There are plenty of people who consume highly processed foods and stay skinny. There are plenty of people who eat greasy, sugary, fattening foods who stay skinny.
The problem is not car culture, sugar, and processed foods. The problem is overeating. America, and the rest of the first world has major issues with food addiction and a culture associated with "eating until the plate is clean"
Our foods are unhealthy (low nutritional value, even if they provide the calorie content necessary to live; vitamin and mineral deficiencies lead to poor health outcomes).
Our foods are often too high in calories (portion sizing, sugary drinks, "coffee" that's 90% sugar).
Our culture is increasingly sedentary (cars versus walking and biking, television and computers that are engaging and help people lose track of time idling away on the couch).
And plenty of other factors I'm not thinking of right now. You can't point to any one of these and say this is the problem. They're all problems and all need to be addressed. Educating people on the impact of food choices and health (not even obesity, all the other health impacts). Reconstructing cities without the need for a 30+ minute commute to work or a grocery store. Emphasizing community activities that get people out of their homes and away from their televisions and computers (harder right now with COVID restrictions). Discouraging (by some measure) restaurants from serving grossly unhealthy serving sizes.
Some of these are more feasible than others. We aren't going to rebuild cities any time soon. Public transportation is a political third rail. People in some regions enjoy aiming their trucks at cyclists (too many close encounters in GA for me to even want to use a bike lane in that state again). Others are more feasibly addressed though.
Great points, but I fundamentally disagree that overeating is not the single biggest component contributing to the first worlds dietary issues. You know what is the single defining feature of skinny people? Outside of Olympic athletes and manual laborers? They eat substantially less than everyone else.
You aren't going to "walk off" a 1500 calorie burger, unless that's the only thing you eat that day
It may be the single biggest component, but it's not the only component which means it is not the problem. And the definition of overeating has changed because of these other factors.
Sugary sodas and drinks are not eaten, consequently what was a healthy and satiating meal is now overeating because people are getting 250-2000 extra calories a day (250/bottle of soda approximately). Drop the sodas and many people won't be overeating (or overeating to the same extreme) as they are now without changing their diet.
Poor nutritional quality of foods can be disruptive to metabolism and health in general. Which again can mean that what was an objectively healthy portion for them becomes an unhealthy portion. As an example, low iron (anemia) decreases a person's ability to engage in physical activity and leads to an increasingly sedentary lifestyle. So that a 2000 kcal a day diet that may have been healthy is now overeating.
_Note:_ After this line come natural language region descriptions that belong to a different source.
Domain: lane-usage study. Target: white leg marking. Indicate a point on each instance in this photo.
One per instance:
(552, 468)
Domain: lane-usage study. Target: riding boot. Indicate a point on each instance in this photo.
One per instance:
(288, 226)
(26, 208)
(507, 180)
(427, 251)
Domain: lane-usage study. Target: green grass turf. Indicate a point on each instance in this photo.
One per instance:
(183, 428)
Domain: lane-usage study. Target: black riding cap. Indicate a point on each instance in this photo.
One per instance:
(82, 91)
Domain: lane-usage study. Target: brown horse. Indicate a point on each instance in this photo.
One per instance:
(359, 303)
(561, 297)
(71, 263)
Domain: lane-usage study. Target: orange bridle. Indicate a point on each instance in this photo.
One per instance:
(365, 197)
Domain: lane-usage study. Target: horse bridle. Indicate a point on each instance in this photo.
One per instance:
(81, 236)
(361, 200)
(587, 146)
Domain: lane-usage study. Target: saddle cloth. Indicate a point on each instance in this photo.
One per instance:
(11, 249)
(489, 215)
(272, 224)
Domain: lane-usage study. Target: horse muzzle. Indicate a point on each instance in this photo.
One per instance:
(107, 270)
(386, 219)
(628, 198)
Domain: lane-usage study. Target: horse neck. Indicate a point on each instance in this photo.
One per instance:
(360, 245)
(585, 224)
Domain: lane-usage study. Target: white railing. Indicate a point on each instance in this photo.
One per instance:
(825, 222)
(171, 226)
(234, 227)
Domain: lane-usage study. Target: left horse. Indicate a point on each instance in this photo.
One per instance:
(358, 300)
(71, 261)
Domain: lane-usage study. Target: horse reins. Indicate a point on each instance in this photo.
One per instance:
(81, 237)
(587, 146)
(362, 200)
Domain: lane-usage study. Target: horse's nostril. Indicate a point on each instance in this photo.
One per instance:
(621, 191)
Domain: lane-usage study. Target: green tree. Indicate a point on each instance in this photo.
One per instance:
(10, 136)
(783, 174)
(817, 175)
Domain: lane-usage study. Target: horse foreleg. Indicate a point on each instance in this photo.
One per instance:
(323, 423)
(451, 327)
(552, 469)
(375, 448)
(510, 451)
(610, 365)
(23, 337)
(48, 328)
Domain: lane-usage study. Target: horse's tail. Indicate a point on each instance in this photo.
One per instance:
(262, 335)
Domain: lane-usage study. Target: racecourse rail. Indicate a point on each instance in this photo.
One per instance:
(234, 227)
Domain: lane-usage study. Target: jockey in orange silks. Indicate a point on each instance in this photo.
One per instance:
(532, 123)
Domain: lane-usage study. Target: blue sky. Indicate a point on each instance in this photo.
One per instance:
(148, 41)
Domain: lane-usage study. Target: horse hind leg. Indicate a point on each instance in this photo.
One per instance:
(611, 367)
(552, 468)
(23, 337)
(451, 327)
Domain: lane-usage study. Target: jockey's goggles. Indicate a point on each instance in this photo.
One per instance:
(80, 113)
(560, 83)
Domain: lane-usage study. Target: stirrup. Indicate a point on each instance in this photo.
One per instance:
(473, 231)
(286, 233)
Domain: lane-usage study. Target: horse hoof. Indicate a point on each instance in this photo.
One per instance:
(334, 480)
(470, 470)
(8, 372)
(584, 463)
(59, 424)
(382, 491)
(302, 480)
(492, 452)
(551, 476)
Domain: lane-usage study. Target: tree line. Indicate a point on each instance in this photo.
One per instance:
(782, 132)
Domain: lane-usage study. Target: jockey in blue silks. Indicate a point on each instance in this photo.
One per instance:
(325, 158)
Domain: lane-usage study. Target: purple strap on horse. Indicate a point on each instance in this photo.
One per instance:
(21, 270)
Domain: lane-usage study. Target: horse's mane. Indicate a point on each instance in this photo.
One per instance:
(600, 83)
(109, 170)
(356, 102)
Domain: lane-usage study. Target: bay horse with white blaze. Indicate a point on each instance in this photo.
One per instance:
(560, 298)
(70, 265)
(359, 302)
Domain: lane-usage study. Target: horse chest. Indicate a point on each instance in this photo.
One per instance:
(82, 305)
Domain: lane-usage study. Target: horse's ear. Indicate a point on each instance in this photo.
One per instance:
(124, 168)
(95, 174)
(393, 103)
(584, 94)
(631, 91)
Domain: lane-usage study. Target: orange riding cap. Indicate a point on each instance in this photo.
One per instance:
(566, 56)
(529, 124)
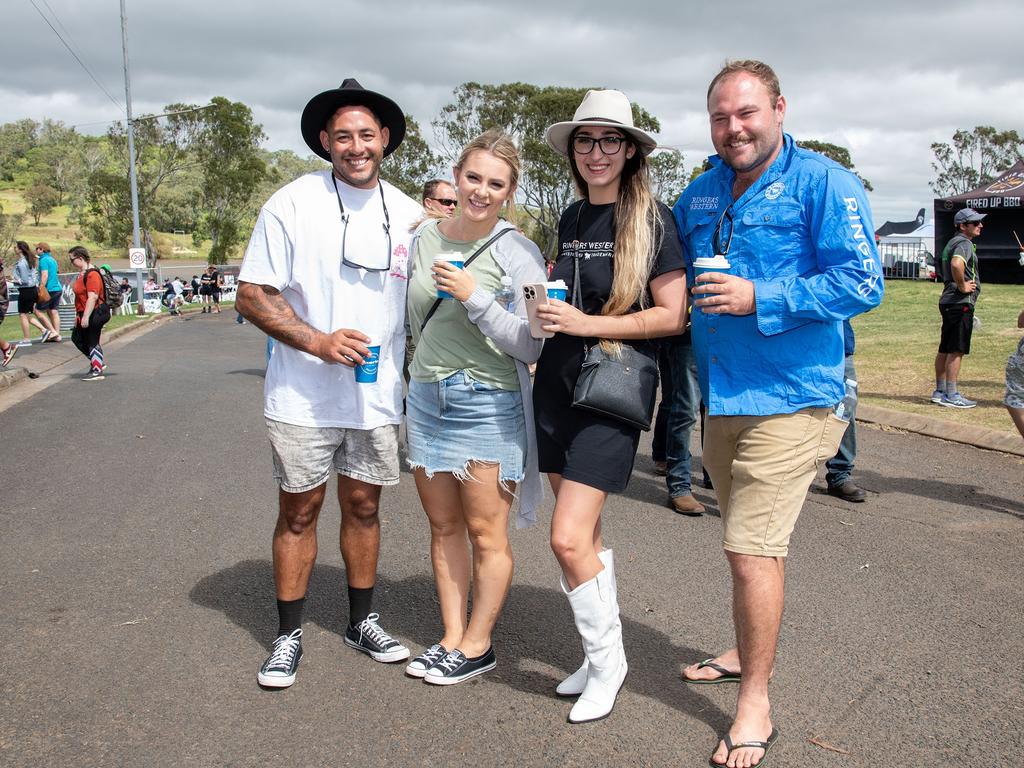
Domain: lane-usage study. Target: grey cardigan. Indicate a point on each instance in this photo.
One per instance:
(521, 260)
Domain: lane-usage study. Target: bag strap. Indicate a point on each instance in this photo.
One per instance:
(85, 282)
(468, 261)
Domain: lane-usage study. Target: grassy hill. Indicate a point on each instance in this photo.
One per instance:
(61, 235)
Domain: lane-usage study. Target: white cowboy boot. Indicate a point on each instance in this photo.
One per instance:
(596, 614)
(573, 684)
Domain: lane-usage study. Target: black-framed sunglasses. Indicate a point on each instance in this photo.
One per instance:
(717, 239)
(344, 232)
(609, 144)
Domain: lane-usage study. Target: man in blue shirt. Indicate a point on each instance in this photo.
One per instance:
(49, 280)
(796, 229)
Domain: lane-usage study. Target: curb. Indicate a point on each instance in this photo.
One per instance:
(10, 376)
(983, 437)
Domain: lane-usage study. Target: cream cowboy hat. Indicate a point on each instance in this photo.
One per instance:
(604, 109)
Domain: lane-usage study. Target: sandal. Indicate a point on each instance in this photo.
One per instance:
(724, 675)
(731, 748)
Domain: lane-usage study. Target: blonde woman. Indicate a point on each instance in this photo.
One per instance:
(620, 247)
(469, 419)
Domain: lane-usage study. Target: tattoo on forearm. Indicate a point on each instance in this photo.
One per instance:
(268, 310)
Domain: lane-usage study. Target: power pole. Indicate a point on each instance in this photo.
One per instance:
(131, 161)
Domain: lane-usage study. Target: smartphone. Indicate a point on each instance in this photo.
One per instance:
(536, 294)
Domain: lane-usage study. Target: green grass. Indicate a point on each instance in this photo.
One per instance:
(61, 235)
(896, 346)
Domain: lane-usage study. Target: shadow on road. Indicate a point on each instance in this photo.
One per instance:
(649, 487)
(535, 633)
(928, 487)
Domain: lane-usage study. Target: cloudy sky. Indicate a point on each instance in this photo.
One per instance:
(883, 78)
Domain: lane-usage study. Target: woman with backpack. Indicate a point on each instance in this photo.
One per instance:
(91, 311)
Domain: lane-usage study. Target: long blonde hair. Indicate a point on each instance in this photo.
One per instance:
(637, 239)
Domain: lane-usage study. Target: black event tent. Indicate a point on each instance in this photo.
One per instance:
(1003, 203)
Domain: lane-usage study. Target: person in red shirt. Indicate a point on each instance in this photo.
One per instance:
(91, 311)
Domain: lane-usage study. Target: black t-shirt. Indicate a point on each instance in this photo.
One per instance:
(586, 235)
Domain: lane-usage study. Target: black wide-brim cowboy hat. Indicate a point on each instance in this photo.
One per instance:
(350, 93)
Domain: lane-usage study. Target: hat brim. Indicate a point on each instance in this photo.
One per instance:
(323, 105)
(558, 134)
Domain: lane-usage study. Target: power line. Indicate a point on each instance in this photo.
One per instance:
(70, 50)
(146, 117)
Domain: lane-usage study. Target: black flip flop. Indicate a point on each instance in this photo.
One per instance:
(731, 748)
(725, 675)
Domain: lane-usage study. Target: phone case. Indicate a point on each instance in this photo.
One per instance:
(535, 294)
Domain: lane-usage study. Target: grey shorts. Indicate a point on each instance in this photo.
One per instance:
(303, 457)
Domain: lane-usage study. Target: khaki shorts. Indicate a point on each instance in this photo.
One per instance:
(762, 467)
(303, 457)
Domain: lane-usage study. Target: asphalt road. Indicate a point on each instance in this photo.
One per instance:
(137, 600)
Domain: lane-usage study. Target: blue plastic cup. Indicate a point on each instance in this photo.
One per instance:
(556, 290)
(367, 373)
(454, 259)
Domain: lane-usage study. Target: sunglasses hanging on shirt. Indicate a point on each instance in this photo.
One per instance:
(344, 232)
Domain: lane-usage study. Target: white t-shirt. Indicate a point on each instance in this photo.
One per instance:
(296, 248)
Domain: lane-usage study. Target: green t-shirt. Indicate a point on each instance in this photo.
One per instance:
(963, 247)
(451, 341)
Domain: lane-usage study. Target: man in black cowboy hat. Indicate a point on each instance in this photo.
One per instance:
(326, 273)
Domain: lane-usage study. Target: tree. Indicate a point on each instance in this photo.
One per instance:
(524, 112)
(975, 158)
(162, 151)
(227, 148)
(9, 224)
(55, 161)
(15, 141)
(413, 163)
(42, 199)
(836, 153)
(668, 176)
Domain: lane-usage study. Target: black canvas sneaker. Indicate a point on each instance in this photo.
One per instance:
(456, 667)
(279, 670)
(419, 666)
(369, 637)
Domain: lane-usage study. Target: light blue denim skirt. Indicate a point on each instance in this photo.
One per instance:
(456, 421)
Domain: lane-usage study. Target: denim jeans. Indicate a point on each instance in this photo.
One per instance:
(677, 413)
(841, 466)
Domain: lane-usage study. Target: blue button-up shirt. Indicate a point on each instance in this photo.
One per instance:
(803, 235)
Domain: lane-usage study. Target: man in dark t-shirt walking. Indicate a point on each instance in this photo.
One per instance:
(960, 272)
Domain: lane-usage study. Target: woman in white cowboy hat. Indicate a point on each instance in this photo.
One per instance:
(620, 252)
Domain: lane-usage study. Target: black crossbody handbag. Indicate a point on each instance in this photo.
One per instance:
(622, 387)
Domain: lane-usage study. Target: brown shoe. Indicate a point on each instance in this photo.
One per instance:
(686, 505)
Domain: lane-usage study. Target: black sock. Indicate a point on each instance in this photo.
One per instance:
(289, 615)
(359, 602)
The general sedentary nature of people also means that what was a perfectly reasonable diet for our grandparents and great-grandparents is now overeating. When people spend 1-2 hours a day sitting so that they can go from one place where they sit for 8-10 hours to another place where they'll sit in front of a computer or tv for another 4-5 hours and then sleep, their calorie needs are barely above that of someone who is bedridden for illness or injury.
Restaurant portion sizes are outrageous (though, anecdotally, the last few times I've been to a restaurant they seem to have toned it down). That is a problem. But these other issues cannot be neglected because it's a system, they all interact with each other.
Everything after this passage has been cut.